Et Jeanne prit le bras de son amie et fit un léger effort pour l'entraîner avec elle.
Bussy regarda les deux amies avec un sourire. Diane encore à demi retournée de son côté, lui tendit la main.
Il se rapprocha d'elles.
- Eh bien ! demanda-t-il, c'est tout ce que vous me dites ?
- A demain, répliqua Diane, n'est-ce pas convenu ?
- A demain seulement ?
- A demain et à toujours !
Bussy ne put retenir un petit cri de joie ; il inclina ses lèvres sur la main de Diane ; puis, jetant un dernier adieu aux deux femmes, il s'éloigna ou plutôt s'enfuit.
Il sentait qu'il lui fallait un effort de volonté pour consentir à se séparer de celle à laquelle il avait si longtemps désespéré d'être réuni.
Diane le suivit du regard jusqu'au fond du taillis, et retenant son amie par le bras, écouta jusqu'au son le plus lointain de ses pas dans les broussailles.
- Ah ! maintenant, dit Jeanne, lorsque Bussy fut disparu tout à fait, veux-tu causer un peu avec moi, Diane ?
- Oh ! oui, dit la jeune femme, tressaillant comme si la voix de son amie la tirait d'un rêve.

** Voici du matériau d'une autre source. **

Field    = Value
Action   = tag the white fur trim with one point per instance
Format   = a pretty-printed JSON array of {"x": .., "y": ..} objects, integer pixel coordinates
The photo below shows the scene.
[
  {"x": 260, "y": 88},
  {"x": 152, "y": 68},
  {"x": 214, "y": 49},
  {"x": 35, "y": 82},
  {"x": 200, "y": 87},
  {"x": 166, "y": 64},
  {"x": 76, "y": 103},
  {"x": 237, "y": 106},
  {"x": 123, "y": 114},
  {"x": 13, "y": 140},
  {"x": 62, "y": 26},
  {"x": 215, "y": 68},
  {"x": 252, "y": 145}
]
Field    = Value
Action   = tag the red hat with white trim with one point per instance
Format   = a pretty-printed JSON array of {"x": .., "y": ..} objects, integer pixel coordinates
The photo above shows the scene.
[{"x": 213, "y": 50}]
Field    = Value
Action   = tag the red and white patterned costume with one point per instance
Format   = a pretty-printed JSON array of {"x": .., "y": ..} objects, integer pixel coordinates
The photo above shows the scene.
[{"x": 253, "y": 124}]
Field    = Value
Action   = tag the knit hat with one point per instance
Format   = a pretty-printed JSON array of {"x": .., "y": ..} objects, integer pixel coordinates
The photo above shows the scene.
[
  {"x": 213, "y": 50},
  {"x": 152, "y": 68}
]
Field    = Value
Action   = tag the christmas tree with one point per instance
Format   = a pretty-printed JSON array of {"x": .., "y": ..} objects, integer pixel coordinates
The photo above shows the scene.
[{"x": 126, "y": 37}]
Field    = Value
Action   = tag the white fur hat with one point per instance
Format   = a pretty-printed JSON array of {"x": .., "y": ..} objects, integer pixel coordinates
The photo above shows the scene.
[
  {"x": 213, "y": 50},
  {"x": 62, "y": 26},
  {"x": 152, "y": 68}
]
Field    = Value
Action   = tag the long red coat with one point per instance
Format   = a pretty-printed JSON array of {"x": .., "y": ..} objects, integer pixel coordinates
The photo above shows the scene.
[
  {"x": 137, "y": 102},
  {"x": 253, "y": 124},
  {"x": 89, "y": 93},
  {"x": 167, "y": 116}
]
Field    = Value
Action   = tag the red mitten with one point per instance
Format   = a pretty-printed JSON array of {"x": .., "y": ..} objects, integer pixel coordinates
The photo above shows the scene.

Je t'écoute.
- Eh bien ! vois-tu, demain j'irai à la chasse avec Saint-Luc et ton père.
- Comment ! tu me laisseras seule au château ?
- Ecoute, chère amie, dit Jeanne ; moi aussi, j'ai mes principes de morale, et il y a certaines choses que je ne puis consentir à faire.
- Oh ! Jeanne, s'écria madame de Monsoreau en pâlissant, peux-tu bien me dire de ces duretés-là, à moi, à ton amie ?
- Il n'y a pas d'amie qui tienne, continua madame de Saint-Luc avec la même tranquillité ; je ne puis continuer ainsi.
- Je croyais que tu m'aimais, Jeanne, et voilà que tu me perces le coeur, dit la jeune femme avec des larmes dans les yeux ; tu ne veux pas continuer, dis-tu, eh ! quoi donc ne veux-tu pas continuer ?
- Continuer, murmura Jeanne à l'oreille de son amie, continuer de vous empêcher, pauvres amants que vous êtes, de vous aimer tout à votre aise.
Diane saisit dans ses bras la rieuse jeune femme et couvrit de baisers son visage épanoui.
Comme elle la tenait embrassée, les trompes de la chasse firent entendre leurs bruyantes fanfares.
- Allons, on nous appelle, dit Jeanne ; le pauvre Saint-Luc s'impatiente. Ne sois donc pas plus dure envers lui que je ne veux l'être envers l'amoureux en pourpoint cannelle.